I don’t know whether I mentioned that my god-daughter is expecting a baby in October so my thoughts have turned to baby clothes which, more than babies themselves, making me go all wibbly. I am going to make her a quilt – better get started soon knowing my record with having a quilt ready for an actual date – but, in the meantime,I ran up some of these gorgeous little bibs which you put on your baby like a little bandana – how cute are they? Not having a baby to hand – and I say that without regret – I used a couple of rather fetching bears to model them for me. Note that these are very posh baby bibs as they are made from Liberty of London tana lawn and, normally, I wouldn’t condone drooling or vomiting on such beauteous fabric.
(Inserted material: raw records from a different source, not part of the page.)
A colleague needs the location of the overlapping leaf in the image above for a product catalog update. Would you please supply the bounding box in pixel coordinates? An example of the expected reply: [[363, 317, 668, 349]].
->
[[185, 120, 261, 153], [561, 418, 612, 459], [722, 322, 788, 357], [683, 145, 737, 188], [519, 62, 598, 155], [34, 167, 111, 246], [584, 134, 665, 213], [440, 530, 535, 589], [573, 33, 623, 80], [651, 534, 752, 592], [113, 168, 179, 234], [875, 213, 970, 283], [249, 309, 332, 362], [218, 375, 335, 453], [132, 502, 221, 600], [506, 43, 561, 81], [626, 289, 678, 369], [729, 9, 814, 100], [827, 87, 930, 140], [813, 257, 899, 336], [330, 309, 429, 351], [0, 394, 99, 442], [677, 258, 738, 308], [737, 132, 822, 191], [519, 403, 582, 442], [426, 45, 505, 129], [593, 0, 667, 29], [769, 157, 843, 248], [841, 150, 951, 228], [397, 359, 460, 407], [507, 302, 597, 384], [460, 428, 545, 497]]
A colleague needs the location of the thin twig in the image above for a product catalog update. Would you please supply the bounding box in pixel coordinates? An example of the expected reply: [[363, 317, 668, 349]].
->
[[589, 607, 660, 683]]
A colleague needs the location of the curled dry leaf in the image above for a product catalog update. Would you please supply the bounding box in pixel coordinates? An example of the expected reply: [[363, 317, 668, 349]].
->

These can also look quite cute on dogs though, with that type, you need to put a channel through the top for the collar to go through and, of course, I do happen to have a dog to hand for posing purposes. Note that there is an absence of Liberty of London here as drooling and vomiting are only two of the many perils where my dogs are concerned, another being fox poo.
I am going over to the U.K. for one of my rare visits later this month so, if I don’t get chance to post again before then, I will be back to tell you all about my trip which will definitely involve fish and chips, Brighton, fabric shopping and, possibly, a visit to my parents.